“Is that what you are offering, Princess, in exchange for their lives? To kill my brother?”

I swallowed down all the insults I wanted to unleash on this vile creature. “He is destroying this world. Soon enough, there will be nothing left for any of us.”

“Even from the bare bones of this world, I could still wring enough magic to survive.” Her smile returned, though its brightness had dimmed. “But your kind…you cannot live without green, growing things, can you?”

“No. We cannot.”

“Then you have far more to lose than I, and killing my brother benefits you more than it does me. Which leaves us at a crossroads, Princess. One more realm remains to be freed. One more ward must fall for the magic to fully return.”

“There is no magic in Varitus.” I shook my head out of habit more than anything else. “What little is left is nothing but parlor tricks and games.” Oh, but how that pale imitation had beguiled me when I was young.

“You were clever enough to unlock the magic in Solarys. I have no doubt you will do the same in Varitus and unite the three realms once more.”

“Why should I, when your brother will only devour that magic too?”

“Because if you do not, I will take these males you are so fiercely bonded to and feed them to my brother. You have seen how he twists fragile, growing things. Think of what he can do to flesh and blood. One more realm, Princess. That is my price for their lives.”

“The world is dying,” I snapped. “And all you can think about is your own power?”

“Their lives for Varitus. Then…you can go wherever you wish.”

I snorted. “Just like that? You’d let us walk away?” I fed more power into my stardust shield, wrapping it tighter around Raz and Tavion, Tristan still staying well outside the Oracle’s magic.

She gave me a one-shoulder shrug. “I am content to claim this realm for myself. There are others across the sea where you might find a home.”

“How very magnanimous of you.”

A trap…but why? Why did she want the magic in Varitus when there was barely any?

“I do wonder…if like before you are only motivated to succeed if I keep your males as my guests.” The Oracle's power cracked the air like lightning, a bolt of power heading straight for Raz and Tavion, powerful enough to shred them apart.

But I was quicker, blasting through her onslaught with ribbons of pure power.

Aimed not at the Oracle…but at the bay of windows.

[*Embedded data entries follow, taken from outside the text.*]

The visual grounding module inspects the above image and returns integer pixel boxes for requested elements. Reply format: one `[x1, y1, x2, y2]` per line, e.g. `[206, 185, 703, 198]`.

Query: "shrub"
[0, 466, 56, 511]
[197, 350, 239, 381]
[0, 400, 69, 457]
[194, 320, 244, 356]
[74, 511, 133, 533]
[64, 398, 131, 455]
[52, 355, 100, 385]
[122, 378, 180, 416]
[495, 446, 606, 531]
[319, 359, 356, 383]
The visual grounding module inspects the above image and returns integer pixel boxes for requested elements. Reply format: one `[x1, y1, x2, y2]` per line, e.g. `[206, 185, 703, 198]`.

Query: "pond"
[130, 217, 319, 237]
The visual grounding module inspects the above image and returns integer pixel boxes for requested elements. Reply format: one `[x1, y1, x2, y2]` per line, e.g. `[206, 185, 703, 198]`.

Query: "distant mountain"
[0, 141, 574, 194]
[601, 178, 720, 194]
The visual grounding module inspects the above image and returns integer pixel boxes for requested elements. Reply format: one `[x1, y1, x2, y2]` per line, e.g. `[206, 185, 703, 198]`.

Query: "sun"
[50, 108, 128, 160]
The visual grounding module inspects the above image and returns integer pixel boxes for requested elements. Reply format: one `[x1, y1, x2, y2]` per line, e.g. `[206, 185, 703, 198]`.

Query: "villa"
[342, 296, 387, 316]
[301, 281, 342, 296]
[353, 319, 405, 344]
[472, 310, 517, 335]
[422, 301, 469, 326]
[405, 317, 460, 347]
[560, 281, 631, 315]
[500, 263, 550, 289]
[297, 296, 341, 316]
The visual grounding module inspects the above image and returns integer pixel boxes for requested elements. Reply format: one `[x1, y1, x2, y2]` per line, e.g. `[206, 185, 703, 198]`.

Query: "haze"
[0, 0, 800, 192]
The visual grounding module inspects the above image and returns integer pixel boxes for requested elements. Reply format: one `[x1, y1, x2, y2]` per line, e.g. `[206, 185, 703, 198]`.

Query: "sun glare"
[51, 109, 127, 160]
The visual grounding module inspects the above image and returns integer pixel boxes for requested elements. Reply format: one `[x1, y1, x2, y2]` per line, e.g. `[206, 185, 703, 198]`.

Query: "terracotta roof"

The glass blew outward, the wind roaring through the room in a raging torrent, our magics colliding in a dazzling eruption of light and shadow before being sucked outside. Hair whipping wildly, I slid across the floor, pulled by the strength of the storm and the air being sucked out of this room.

“Now,” I screamed to Tristan as I flung everything I had at the Oracle. “Do it now.”

Then the room was a nightmare of scales and talons and that deadly, thrashing tail, spikes whipping back and forth, shredding the walls before he grasped Tavion in one taloned paw and leapt through the broken-out windows.

“Go,” I screamed at Raz. “That’s an order, in case you were thinking of refusing.”

Raziel’s jaw worked, his eyes blazing before he vanished, leaving a swirl of rain and fog in his place.

Relief flooded through me. The Oracle had lost her means of hurting me. Of controlling me.

Being alone made me strong.

She knew it as she turned away from the windows, soaking wet hair whipping around her face. One thought and my darklings dropped from the ceiling, tangling around her in a squeezing mass of shadows, pinning her arms to her sides.

They could only hold her for a few seconds, but that was all I needed.

“Now.” I pulled out my thread of power like separating one strand of silver from a skein of cotton.

“Let’s see what you really had planned for us.”

Bexley had given me the idea with his talk of what witch magic could do. We didn’t have the skulls, but we had something even better. Peering inside her head would give me the answers we needed.